I am working on transcriptome reassembly of four bacterial strains from a study which has been published recently. I have downloaded the .sra files and converted them to .fq using
fastq-dump --split-files, since they are pair-end reads 75pb each. In the paper the authors mention:
Read quality check: Quality analysis of RNA reads was through FastQC tool. From QC reports, data were of very good quality.The manual check of reads showed that some of them still carry Adapters, which were removable through Trimmomatic software [version 0.32]. This software was used to: (i) remove adapters leading and trailing bases of quality less than 3; (ii) scan the read with a 4-base wide sliding window and cutting, when the average quality per base drops below 20; and (iii) filter reads with less than 50 bases after the above steps, and reads with average quality less than 30. Paired-data with both reads surviving the QC process were taken for further analysis.
Expression analysis. BAM files obtained from Tophat were used in Cufflinks [version 2.2.0] program for getting transcript abundance estimates. Differential expression analysis was carried out for all pair-wise comparisons using Cuffdiff (Cufflinks version 2.2.0). To avoid biases, which might had been caused by differential amounts of rRNA and over-represented sequences, transcripts related to rRNA, tRNA, RNAse P and tmRNA were removed.
Accordingly, I used trimmomatic to do some quality pre-processing and filtering as follows:
java -jar ../Trimmomatic-0.38/trimmomatic-0.38.jar PE -phred33 SRR7276132_1.fastq SRR7276132_2.fastq paired.fq unpaired.fq rev_paired.fq rev_unpaired.fq ILLUMINACLIP:../Trimmomatic-0.38/adapters/TruSeq2-PE.fa:2:30:10 LEADING:3 TRAILING:3 SLIDINGWINDOW:4:20 MINLEN:50
Then I decided to use Hisat2 to perform the alignment to a reference genome downloaded from NCBI. I created the genome indexes and i mapped paired.fq and rev_paired.fq as follows:
hisat2-build genome.fa lpl_ndx hisat2 -x ../ndx/lpl_ndx -1 paired.fq -2 rev_paired.fq -S out.sam
However, any of the four samples has an alignment rate avobe 50% (10-45%). I have also tried tophat, but i get kind of the same rates.

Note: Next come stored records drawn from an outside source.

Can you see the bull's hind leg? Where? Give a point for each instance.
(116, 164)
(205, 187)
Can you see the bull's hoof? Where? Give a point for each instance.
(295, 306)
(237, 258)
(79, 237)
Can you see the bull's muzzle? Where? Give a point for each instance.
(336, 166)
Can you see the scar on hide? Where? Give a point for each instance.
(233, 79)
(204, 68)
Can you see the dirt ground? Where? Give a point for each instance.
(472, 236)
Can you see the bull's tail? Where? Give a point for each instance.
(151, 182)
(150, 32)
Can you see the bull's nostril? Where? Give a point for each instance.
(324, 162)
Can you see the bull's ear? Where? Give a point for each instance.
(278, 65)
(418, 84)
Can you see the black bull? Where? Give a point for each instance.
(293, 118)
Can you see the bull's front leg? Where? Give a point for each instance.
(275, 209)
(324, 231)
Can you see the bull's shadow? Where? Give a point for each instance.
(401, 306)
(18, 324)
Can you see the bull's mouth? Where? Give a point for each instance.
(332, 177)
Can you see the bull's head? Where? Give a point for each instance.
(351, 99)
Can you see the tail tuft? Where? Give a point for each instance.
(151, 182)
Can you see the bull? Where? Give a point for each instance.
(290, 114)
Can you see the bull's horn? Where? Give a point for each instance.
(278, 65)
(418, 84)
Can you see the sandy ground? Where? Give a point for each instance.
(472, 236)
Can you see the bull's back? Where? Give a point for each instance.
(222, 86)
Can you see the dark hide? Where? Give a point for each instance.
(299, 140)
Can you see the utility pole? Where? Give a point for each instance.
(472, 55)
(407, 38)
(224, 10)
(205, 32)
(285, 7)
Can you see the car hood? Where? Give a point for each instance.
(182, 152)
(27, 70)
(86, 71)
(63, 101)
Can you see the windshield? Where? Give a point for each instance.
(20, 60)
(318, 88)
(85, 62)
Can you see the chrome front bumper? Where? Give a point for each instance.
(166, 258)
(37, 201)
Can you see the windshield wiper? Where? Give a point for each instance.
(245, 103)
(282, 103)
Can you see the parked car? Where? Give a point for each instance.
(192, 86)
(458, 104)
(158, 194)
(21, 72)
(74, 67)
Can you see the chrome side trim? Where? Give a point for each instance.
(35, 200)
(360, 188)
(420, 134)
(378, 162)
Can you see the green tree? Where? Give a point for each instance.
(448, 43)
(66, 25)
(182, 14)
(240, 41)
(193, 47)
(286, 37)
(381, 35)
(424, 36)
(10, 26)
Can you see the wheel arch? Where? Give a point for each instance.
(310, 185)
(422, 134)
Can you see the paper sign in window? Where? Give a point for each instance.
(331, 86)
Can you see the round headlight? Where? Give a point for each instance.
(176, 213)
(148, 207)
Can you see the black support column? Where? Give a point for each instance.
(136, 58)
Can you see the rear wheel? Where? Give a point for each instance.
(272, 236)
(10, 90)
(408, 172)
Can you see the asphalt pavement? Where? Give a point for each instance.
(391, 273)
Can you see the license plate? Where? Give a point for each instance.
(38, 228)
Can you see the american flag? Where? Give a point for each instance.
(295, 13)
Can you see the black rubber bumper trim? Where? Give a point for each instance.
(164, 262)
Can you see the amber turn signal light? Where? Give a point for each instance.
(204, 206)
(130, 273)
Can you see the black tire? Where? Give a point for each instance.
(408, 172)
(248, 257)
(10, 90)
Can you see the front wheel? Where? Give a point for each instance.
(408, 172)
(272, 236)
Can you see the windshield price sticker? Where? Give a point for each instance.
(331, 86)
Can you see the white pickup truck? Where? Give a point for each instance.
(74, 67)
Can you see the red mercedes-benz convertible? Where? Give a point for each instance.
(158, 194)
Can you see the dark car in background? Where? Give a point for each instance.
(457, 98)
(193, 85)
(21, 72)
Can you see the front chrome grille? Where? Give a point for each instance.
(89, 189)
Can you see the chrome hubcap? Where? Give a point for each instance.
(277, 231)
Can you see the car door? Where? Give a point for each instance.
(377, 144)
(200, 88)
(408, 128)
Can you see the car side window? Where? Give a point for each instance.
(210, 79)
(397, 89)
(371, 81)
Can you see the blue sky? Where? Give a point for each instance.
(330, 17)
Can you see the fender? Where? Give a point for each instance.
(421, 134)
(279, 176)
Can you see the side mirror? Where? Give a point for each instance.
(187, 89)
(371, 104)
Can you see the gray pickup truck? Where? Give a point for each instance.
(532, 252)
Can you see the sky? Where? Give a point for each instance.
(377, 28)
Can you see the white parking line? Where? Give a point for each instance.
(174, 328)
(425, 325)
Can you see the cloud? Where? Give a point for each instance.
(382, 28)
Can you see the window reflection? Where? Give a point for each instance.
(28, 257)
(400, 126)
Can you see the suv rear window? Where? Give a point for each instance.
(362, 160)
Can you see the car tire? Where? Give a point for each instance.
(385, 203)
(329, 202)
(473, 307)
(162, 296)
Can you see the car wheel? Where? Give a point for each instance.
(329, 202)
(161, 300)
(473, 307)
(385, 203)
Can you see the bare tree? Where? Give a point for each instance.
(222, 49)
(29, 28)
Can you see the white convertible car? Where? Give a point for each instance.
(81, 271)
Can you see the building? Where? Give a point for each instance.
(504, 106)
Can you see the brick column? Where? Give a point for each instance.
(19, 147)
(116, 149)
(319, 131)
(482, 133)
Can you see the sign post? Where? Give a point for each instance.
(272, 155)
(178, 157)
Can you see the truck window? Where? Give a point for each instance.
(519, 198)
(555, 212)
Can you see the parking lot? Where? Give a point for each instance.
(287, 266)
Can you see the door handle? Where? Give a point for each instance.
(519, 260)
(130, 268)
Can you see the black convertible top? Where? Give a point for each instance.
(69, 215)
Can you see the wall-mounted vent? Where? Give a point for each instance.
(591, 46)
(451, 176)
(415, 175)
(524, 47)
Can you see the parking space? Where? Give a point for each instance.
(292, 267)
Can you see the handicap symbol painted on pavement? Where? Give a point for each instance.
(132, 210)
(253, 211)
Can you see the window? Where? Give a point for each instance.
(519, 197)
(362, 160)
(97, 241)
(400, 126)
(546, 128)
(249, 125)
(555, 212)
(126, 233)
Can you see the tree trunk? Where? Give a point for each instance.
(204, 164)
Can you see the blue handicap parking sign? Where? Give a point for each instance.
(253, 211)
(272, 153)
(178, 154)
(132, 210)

output: 23412494 reads; of these: 23412494 (100.00%) were paired; of these: 14340932 (61.25%) aligned concordantly 0 times 9060649 (38.70%) aligned concordantly exactly 1 time 10913 (0.05%) aligned concordantly >1 times ---- 14340932 pairs aligned concordantly 0 times; of these: 169987 (1.19%) aligned discordantly 1 time ---- 14170945 pairs aligned 0 times concordantly or discordantly; of these: 28341890 mates make up the pairs; of these: 25861567 (91.25%) aligned 0 times 2478255 (8.74%) aligned exactly 1 time 2068 (0.01%) aligned >1 times 44.77% overall alignment rate
I ran FastQC on the raw and trimmed data but the report is quite similar. Sequence Duplication Levels and Overrepresented sequences FAIL but I think that is OK for a RNA-seq analysis. Kmer content also fails but the kmers align on the overrepresented sequences. I posted the full FastQC report from a .fq, all of them look moreless the same.
I was not expecting mapping ranging from 10 to 45%, i though it should be around 90%. I'm quite lost on how I should proceed. I mapped random reads against BLAST ref_genome and it gave me the expected bacterial genome. I also tried different tools to pre-process the data like TrimGalore, or mapping as SE reads, but results do not vary significantly. Do you have any idea of what could be the issue of this low mapping? how should I proceed?